Bioinformatic analysis of a putative, 261 nt cis-regulatory element in the promoter region of TaMYC1. (A) Presence of multiple cis-acting regulatory motifs (boxes) in the 261 nt element as predicted using the PlantCARE software. (B) A diagram illustrating copy number difference of the 261 nt element in the promoter regions of two TaMYC1 alleles (TaMYC1p and TaMYC1w) isolated from purple- and white-grained wheat cultivars, respectively. The 261 nt element had three perfect (261 nts), one nearly intact (260 nts) and two partial (27 or 205 nts) copies in the promoter of TaMYC1p, but was present only once (261 nts) in the corresponding region of TaMYC1w. ATG indicates the start codon of the coding sequence.

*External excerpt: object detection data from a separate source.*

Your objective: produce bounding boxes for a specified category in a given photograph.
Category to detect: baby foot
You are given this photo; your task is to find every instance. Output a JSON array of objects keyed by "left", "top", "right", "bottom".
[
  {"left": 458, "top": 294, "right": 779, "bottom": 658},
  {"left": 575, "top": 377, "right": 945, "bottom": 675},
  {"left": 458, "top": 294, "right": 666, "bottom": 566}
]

Segregation of pericarp colors and TaMYC1 alleles in a RIL population

A polymorphic PCR marker, Xtamyc1, was designed based on nucleotide sequence difference between the promoter regions of TaMYC1p and TaMYC1w. The amplicons yielded by Xtamyc1 were either 2,163 bp (for TaMYC1p) or 1,151 bp (for TaMYC1w) (Figure S2). A total of 185 RILs developed using Gaoyuan 115 and Opata as parents were examined for pericarp colors. The numbers of RILs with purple or white pericarp were 55 and 130, respectively (Table 1). When screened using Xtamyc1, the 55 purple-grained RILs all carried TaMYC1p, but for the 130 white-grained RILs, 90 had TaMYC1w, and the remaining 40 carried TaMYC1p (Table 1).

Table 1.

Segregation of pericarp colors and TaMYC1 alleles in the RILs derived from the cross between Gaoyuan 115 and Opata.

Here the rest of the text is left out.